As a consequence, translation appears both as a kind of evil and a kind of farce: on the one hand, it appears as a drive towards imperial domination and flawless, lossless rational communication; on the other, it always fails, remains imperfect, remains subverted by local resistances. We can do more interesting things with the concept of translation than making it a farcical evil.
As Paul Ricoeur has argued, translation is not just a work of remembering, or preserving, but also always a work of mourning, of letting go, namely of the dream of a perfect, loss-less translation. The acceptance of imperfection is conceptually built into the *idea and the practice* of translation. Local resistance and changes are not a failure of translation but part of its very essence and beauty. It’s not a bug, it’s a feature.
The imperialist, Metaphysical drives that Wintroub describes, by the same gesture, are not drives of translation, but the political enactment of, what John Sallis called, the dream of non-translation, a dream as dangerous and impossible as all fanatics’ dreams.
However, this insight should not propel us to to simply associate translation with the opposite pole. As Ricoeur also points out, translation always finds itself beset by enemies from two sides: on the one hand, those who insist on radical heterogeneity and incommensurability, who declare translation to be impossible. Let us call them poets. On the other side, again, the metaphysicians.
The latter acknowledge that translation is evidently possible and that hence there must be something universal tying all meaning-contexts (worlds, cultures, languages, idioms, etc.) together: underlying structures (Chomsky), a historical point of origin (German 19th-century philology), or a future point of convergence on the day of Messianic return (Walter Benjamin). Both Ricoeur and George Steiner argue, convincingly to my mind, that all thee options are not just equally fictional but fundamentally deny, if not the possibility of translation, then the necessity. They all dream the dream of non-translation.

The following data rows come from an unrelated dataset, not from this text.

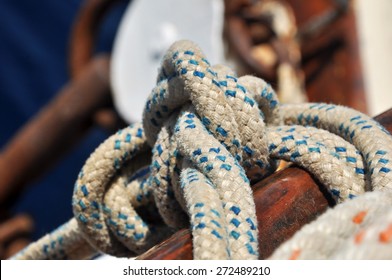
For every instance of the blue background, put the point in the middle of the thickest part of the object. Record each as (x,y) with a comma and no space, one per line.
(34,40)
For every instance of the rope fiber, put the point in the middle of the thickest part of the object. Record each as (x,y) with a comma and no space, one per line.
(212,134)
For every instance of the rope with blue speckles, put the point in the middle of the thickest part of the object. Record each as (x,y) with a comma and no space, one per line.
(212,135)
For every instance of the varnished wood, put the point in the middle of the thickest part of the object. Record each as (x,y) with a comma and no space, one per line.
(285,202)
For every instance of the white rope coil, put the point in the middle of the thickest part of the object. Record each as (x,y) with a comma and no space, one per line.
(211,131)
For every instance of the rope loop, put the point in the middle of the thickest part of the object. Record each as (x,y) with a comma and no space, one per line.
(211,134)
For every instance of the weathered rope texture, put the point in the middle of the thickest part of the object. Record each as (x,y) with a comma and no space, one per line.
(212,134)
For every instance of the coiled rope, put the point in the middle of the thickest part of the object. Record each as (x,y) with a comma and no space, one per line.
(212,134)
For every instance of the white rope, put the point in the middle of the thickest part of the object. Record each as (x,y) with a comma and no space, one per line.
(212,133)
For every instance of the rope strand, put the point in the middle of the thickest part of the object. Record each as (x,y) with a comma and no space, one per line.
(212,134)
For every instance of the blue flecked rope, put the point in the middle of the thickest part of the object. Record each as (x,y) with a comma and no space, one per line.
(211,132)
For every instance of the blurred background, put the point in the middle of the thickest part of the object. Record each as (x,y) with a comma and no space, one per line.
(36,63)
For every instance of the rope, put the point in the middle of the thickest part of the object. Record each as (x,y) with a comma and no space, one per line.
(212,135)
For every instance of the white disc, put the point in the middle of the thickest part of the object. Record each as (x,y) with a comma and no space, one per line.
(146,31)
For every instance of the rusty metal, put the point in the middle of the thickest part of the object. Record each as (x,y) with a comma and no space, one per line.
(285,201)
(84,33)
(330,59)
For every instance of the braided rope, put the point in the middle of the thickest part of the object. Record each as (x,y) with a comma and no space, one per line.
(212,134)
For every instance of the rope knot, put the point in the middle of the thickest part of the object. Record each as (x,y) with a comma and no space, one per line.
(212,133)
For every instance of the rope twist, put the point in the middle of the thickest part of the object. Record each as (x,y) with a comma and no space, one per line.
(213,134)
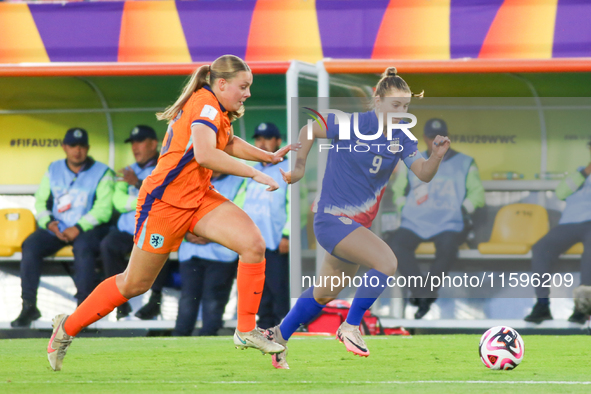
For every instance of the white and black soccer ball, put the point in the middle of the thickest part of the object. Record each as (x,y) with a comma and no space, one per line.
(501,347)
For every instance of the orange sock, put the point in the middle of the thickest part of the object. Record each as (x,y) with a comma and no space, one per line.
(250,282)
(99,304)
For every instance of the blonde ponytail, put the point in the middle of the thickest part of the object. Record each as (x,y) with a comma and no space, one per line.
(392,81)
(225,67)
(198,79)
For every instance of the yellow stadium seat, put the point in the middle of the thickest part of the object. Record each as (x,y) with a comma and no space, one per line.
(16,224)
(576,249)
(516,229)
(425,248)
(66,251)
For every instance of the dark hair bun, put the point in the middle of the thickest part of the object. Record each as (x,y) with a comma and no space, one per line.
(390,72)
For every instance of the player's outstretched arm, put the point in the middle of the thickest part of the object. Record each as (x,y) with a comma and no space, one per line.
(241,149)
(303,148)
(208,156)
(425,170)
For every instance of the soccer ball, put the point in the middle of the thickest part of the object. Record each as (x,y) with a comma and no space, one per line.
(501,347)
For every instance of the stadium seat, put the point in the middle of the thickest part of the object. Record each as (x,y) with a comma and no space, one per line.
(16,224)
(516,229)
(576,249)
(425,248)
(65,252)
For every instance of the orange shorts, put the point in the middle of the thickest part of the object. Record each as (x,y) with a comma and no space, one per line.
(161,227)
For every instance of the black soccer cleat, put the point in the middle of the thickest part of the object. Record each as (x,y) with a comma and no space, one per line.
(578,317)
(29,314)
(123,310)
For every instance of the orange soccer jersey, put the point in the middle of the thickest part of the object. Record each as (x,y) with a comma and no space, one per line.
(178,179)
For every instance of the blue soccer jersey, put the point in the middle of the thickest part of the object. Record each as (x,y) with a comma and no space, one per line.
(358,171)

The concept of translation is developed in its full potential only if we firmly establish it in opposition to both the poets and the metaphysicians.
For only if we acknowledge the specific position of translation between those poles will the ethical imperatives inherent to the notion of translation become apparent. Only when we see it as ontologically possible, even inevitable – we will never not live in a world in which we do not need to do the arduous labour of translating – will we come to see also the ethical beauty of it. And once we have an understanding of what it means to translate with responsibility, with justice, with generosity, and what forms of hospitality are enabled by it, we will have gained from it a normative standard with which we can criticizes and resist against the imperial projects that Wintroub describes for us with such erudition.
He might well insist that, historically, no such ethical translation is attested to. It depends on where and what we are looking for. Ricoeur’s and especially Steiner’s notions of translation emerge from the careful study of hundreds of literary and more broadly cultural examples. I have argued myself that we find great translational achievements in a Steinerian sense within a pre-modern culture, the Crow tribe in North America, when it was attacked by Western imperialist forces. But much more work needs to be done here.